I have found new method of preparing lysergic acid amides with yield of 80%. In this method isomerisation  of d-lysergic acid amide to d-iso-lysergic acid amide never occurs. Czech Patent Aplication 287 047 describe this new superior  method of preparing only d-lysergic acid amides as end product  by treating d-lysergic acid in a solvent(i.e. DMF, ethyl acetate, toluene, acetone, THF, dioxan) with solution
(in one of above mentioned solvent) of propane phosphoric acid anhydride(coupling agent) of formula:
                        
                     I     O         I
                     I     II        I
                 ---I----P--O----I---
                     I     I         I
                     I     C3H7     I
                     I               I   m>3

with the aid of base(triethylamine, pirydine, N-ethylpiperidine, NaOH, KOH, anhydrous Na2CO3 or K2CO3) in temp. from -10 C deg to +130 C deg.
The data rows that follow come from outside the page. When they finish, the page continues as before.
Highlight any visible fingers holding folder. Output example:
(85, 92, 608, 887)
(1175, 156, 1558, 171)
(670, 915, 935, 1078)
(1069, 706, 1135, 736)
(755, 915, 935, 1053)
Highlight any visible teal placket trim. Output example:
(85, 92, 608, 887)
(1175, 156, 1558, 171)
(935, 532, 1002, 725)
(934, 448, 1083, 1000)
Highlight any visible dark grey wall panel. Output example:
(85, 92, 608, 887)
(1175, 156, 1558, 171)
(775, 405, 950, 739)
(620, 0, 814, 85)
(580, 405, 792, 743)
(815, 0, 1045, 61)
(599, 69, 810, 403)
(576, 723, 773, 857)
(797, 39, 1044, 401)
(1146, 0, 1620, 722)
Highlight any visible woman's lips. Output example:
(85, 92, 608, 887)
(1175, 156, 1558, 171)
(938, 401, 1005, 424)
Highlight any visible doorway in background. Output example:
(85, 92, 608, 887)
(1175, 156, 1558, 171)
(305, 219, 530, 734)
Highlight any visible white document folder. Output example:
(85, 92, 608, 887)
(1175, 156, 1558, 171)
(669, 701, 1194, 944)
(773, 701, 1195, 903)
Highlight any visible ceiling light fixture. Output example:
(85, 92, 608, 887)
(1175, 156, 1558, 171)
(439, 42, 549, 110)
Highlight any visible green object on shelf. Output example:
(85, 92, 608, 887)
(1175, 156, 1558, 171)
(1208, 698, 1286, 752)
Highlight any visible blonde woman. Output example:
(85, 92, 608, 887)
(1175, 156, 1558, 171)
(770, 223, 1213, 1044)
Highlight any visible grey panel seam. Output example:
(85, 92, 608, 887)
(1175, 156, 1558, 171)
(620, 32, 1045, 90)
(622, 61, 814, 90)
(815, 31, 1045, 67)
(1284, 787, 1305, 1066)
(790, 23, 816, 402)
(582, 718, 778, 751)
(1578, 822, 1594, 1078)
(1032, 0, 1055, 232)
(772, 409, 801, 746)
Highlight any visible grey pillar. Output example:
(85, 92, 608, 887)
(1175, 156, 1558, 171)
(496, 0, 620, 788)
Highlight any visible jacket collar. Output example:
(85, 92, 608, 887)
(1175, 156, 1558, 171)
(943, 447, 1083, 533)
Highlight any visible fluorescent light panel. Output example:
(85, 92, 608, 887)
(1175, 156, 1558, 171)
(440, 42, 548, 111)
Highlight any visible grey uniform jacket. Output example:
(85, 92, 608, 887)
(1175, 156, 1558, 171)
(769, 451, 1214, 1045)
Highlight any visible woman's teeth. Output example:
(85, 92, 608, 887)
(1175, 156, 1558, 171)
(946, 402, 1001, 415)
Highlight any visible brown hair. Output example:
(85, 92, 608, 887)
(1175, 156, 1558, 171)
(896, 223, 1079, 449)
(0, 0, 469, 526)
Example 1. d-lysergic acid S-(+)-1-buthanolamide (methylergometrine)
         
   To a  solution  of  1.3 g  of   d-lysergic    acid  in  50 ml of  dimethyl formamide (DMF) was added   0.8 ml    of    S-(+)-1-buthanolamine and mixture was cooled to +5 C deg and next 1,6 ml  of triethylamine was added and stirred  for 25 minutes in temp. of +5 C deg. The reaction was then treated with 5,3 ml of 50%propane phosphoric acid anhydride solution in DMF and stirred at room temperature for 1 hour. To the reaction mixture was then added 0,4 g of activated carbon an stired for 15 minutes and insoluble material was removed by filtration . To the reaction mixture was then added  50 ml of water and extracted with   50 ml of methylene chloride. The organic layer was separated and washed with two portion of 50 ml water, dried over anhydrous magnesium sulfate and concentrated under reduced pressure. The residue was chromatographed on 50 g of silica gel using 3% methanol in methylene chloride to yield 1.3 g (80%) of d-lysergic acid S-(+)-1-buthanolamide.

Example 6. N-[3-(dimethylamino)propyl]-6-methyl-ergolin-8b-carboxamid
         
   To a  solution  of  1.3 g  of   d-dihydrolysergic    acid  in  120 ml of ethyl acetate was added   2.0 ml    of  N,N-dimethyl-trimethylendiamine and mixture was cooled to +5 C deg and next 4,0 ml  of triethylamine was added and stirred  for 25 minutes in temp. of +5 C deg. The reaction was then treated with 8,0 ml of 50%propane phosphoric acid anhydride solution in DMF and stirred at room temperature for 1 hour. To the reaction mixture was then added 0,4 g of activated carbon an stired fo 15 minutes and insoluble material was removed by filtration . To the reaction mixture was then  extracted with   50 ml of saturated solution of NaHCO3. The organic layer was separated  and concentrated under reduced pressure. Yield 1.58 g (92,9%).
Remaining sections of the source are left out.